On August 13, 2012, the Company entered into an agreement with Brightline pursuant to which Brightline agreed to convert $7,721,988 (exclusive of dividends) worth of Series I and II Preferred Stock into 7,721,988 shares of the Company's Common Stock at the earlier of either the maturity date of the security or the closing of any approved transaction with Maxim Group, LLC.  In consideration for the foregoing conversion of Series I and II Preferred Stock by Brightline on or before their respective maturity dates, the Company modified the following warrants held by Brightline to provide them with the ability to exercise such warrants on a cashless basis: (i) warrants to purchase an aggregate of  11,582,983 shares of Common Stock with an exercise price of $1.50 per share, which were issued to Brightline in transactions where Brightline acquired shares of the Company's Series I and II Preferred Stock; and (ii) warrants to purchase an aggregate of  2,859,375 shares of Common Stock with an exercise price of $1.50 per share, which equals one half of the outstanding  and unexercised warrants issued to Brightline in other transactions where Brightline provided financing to the Company.  Prior to December 31, 2012, all Series I Preferred shares held by Brightline were converted to common shares consistent with the amendment. The remaining Series II Preferred shares held of 665,339 shares and $3,326,697 was reclassified to permanent equity based on the removal of the redemption feature associated with the preferred stock. The value reclassified was equal to the carrying value of the shares on the date the agreement was modified. This value was $2,157,238 based on a gross value of $3,326,697 and a remaining discount of $1,169,459. Furthermore, the accrued dividends relating to the Series II Convertible Preferred Stock have also been reclassified to Stockholders' Equity. These reclassifications were necessary based on the preferred shares no longer being subject to potential cash redemption.

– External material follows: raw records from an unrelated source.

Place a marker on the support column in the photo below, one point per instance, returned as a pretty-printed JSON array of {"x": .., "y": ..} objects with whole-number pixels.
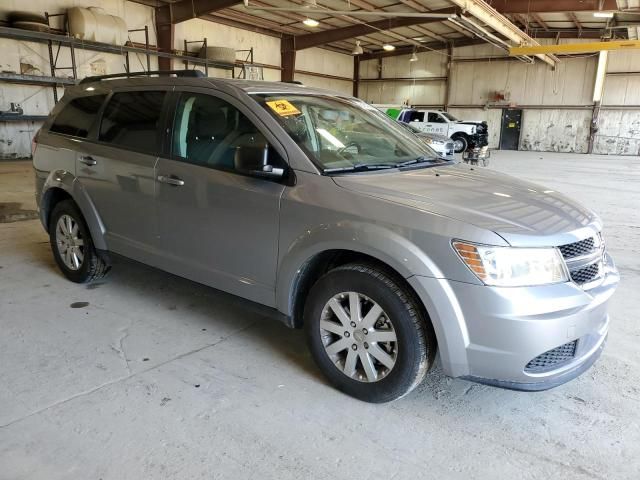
[
  {"x": 447, "y": 85},
  {"x": 356, "y": 74},
  {"x": 288, "y": 58},
  {"x": 598, "y": 90},
  {"x": 166, "y": 34}
]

At December 31, 2012, the Company has no outstanding Series I Convertible, Redeemable Preferred Stock.  As of December 31, 2011, the Company had a total of 947,058 (convertible into 4,735,290 shares of common stock exclusive of dividends) shares of its Series I Convertible, Redeemable Preferred Stock  outstanding.  At December 31, 2012, the Company had a total of 665,339 shares (convertible into 3,326,697 shares of common stock exclusive of dividends) of its Series II Convertible Preferred Stock outstanding.  The Series II Convertible Preferred Stock matures in March, 2013.  At December 31, 2011, the Company had a total of 665,339 (convertible into 3,326,697 shares of common stock exclusive of dividends) of its Series II Convertible, Redeemable Preferred Stock outstanding.  All of the of shares of Series II Convertible Preferred Stock outstanding as of December 31, 2012 are owned by related parties.
 
As of December 31, 2012 and 2011, the Company had accrued dividends of $476,857 and $650,616, respectively..  The payable at December 31, 2012 was classified as Stockholders' Equity due to its being payable with common shares only.  The related dividends are included within common stock payable for $476,857 as of December 31, 2012.  Dividends are accrued quarterly at 8% as described in the preceding paragraphs.  Dividends accrued are recorded to additional paid-in-capital and are deducted from net income/(loss) on the Statement of Operations.  Based on the $1.00 conversion price, 476,857 and 650,616 shares would be owed upon conversion of the dividends payable as of December 31, 2012 and 2011, respectively.